Speaks with three levels of government before sediment in stream addressed
It took conversations with three levels of government for a St. John’s resident to get something done about a large amount of sediment that was finding its way into a stream that feeds into the Waterford River.
Silt fences located at the top of Griffin’s Lane in Kilbride used to keep sediment from getting into a stream that feeds into Waterford River. — Photo by Rhonda Hayward/The Telegram
Diana Baird wishes it didn’t have to take so long to do so and that a more co-ordinated response by government agencies had occurred.
“I thought it was appalling that it should take that many hoops that a person would have to go through to try to make a sensible report and get a response,” she said.

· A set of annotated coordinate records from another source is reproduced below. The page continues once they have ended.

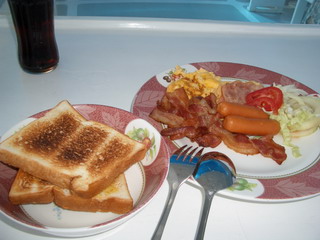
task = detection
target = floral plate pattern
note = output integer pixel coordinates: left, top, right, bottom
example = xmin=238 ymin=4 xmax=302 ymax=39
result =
xmin=0 ymin=104 xmax=169 ymax=237
xmin=132 ymin=62 xmax=320 ymax=202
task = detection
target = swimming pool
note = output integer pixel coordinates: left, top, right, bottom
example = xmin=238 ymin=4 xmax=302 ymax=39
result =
xmin=56 ymin=0 xmax=257 ymax=22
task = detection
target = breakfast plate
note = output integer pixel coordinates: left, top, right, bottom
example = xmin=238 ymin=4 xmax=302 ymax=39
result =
xmin=0 ymin=104 xmax=169 ymax=237
xmin=132 ymin=62 xmax=320 ymax=202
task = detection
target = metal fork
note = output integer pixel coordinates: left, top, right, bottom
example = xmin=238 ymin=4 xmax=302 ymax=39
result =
xmin=152 ymin=145 xmax=203 ymax=240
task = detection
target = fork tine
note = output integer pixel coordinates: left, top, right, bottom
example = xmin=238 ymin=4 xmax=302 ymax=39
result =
xmin=179 ymin=147 xmax=197 ymax=162
xmin=189 ymin=148 xmax=204 ymax=163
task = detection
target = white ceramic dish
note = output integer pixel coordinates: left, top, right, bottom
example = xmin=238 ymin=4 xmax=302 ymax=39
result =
xmin=132 ymin=62 xmax=320 ymax=202
xmin=0 ymin=104 xmax=169 ymax=237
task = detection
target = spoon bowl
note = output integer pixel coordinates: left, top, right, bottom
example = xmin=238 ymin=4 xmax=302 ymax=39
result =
xmin=193 ymin=152 xmax=236 ymax=240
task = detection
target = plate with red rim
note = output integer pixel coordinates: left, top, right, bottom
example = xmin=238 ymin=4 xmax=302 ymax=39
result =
xmin=0 ymin=104 xmax=170 ymax=237
xmin=132 ymin=62 xmax=320 ymax=202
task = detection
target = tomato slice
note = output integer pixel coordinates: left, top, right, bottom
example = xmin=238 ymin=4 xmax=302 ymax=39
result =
xmin=246 ymin=87 xmax=283 ymax=114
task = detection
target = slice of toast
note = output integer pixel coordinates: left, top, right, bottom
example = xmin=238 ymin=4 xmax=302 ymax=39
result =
xmin=9 ymin=169 xmax=133 ymax=214
xmin=0 ymin=101 xmax=147 ymax=198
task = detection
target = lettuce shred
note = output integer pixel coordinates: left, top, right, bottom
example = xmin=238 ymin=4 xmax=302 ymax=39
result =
xmin=270 ymin=85 xmax=320 ymax=157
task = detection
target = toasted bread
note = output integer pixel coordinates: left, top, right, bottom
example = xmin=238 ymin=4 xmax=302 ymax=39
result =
xmin=0 ymin=101 xmax=147 ymax=198
xmin=9 ymin=169 xmax=133 ymax=214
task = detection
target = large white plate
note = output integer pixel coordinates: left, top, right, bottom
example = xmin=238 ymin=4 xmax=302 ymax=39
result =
xmin=132 ymin=62 xmax=320 ymax=201
xmin=0 ymin=104 xmax=169 ymax=237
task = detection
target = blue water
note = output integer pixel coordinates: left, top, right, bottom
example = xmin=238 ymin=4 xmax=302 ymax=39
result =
xmin=77 ymin=2 xmax=249 ymax=22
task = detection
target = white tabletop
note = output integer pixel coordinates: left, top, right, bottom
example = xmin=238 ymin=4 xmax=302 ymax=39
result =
xmin=0 ymin=16 xmax=320 ymax=240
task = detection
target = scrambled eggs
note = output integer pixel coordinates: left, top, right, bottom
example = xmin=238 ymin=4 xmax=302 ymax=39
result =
xmin=167 ymin=66 xmax=222 ymax=99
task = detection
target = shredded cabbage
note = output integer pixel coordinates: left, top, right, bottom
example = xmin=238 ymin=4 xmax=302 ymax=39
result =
xmin=270 ymin=84 xmax=320 ymax=157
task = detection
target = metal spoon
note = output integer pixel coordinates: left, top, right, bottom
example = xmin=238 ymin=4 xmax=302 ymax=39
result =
xmin=193 ymin=152 xmax=236 ymax=240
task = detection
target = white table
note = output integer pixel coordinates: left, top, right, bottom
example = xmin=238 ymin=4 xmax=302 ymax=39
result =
xmin=0 ymin=16 xmax=320 ymax=240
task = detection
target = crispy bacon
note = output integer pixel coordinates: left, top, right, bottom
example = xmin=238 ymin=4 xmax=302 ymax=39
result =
xmin=251 ymin=136 xmax=287 ymax=165
xmin=150 ymin=87 xmax=287 ymax=164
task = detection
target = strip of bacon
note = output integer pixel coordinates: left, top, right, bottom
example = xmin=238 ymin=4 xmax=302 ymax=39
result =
xmin=149 ymin=108 xmax=184 ymax=127
xmin=210 ymin=125 xmax=259 ymax=155
xmin=251 ymin=136 xmax=287 ymax=165
xmin=221 ymin=81 xmax=263 ymax=104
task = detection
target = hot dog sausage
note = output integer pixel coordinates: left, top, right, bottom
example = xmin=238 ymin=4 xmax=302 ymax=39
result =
xmin=223 ymin=115 xmax=280 ymax=136
xmin=217 ymin=102 xmax=269 ymax=118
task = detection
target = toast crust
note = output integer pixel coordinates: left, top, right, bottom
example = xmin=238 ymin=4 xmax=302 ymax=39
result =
xmin=9 ymin=170 xmax=133 ymax=214
xmin=9 ymin=170 xmax=54 ymax=204
xmin=0 ymin=101 xmax=147 ymax=198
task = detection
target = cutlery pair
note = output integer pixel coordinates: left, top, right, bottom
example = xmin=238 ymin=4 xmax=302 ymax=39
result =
xmin=152 ymin=145 xmax=235 ymax=240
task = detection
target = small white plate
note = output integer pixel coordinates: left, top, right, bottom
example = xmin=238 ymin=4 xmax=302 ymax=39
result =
xmin=0 ymin=104 xmax=169 ymax=237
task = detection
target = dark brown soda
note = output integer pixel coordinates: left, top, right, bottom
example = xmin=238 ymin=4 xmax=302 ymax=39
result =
xmin=8 ymin=0 xmax=59 ymax=72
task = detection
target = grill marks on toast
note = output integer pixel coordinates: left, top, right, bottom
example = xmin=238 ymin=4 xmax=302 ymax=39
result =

It was on a Thursday that Baird noticed sediment flowing into a stream off Griffin’s Lane.
“There were a couple of silt fences there, but they were both collapsed,” said Baird. “They hadn’t been properly maintained.”
In years past, Baird would report spills to the Canadian Coast Guard radio communications. She found that process was straightforward and that people would followup with you in a timely fashion if there were any additional questions.
“There were people within Environment Canada in particular that I had come to know quite well,” said Baird, a board member with the environmental action group Northeast Avalon ACAP.
“We could always count on them to give the more solid scrutiny. That’s no longer there.”
According to Baird, contact information taken through the environmental emergency line failed to include her full phone number, thus the province’s Water Resource Management Division was unable to immediately get in touch with Baird.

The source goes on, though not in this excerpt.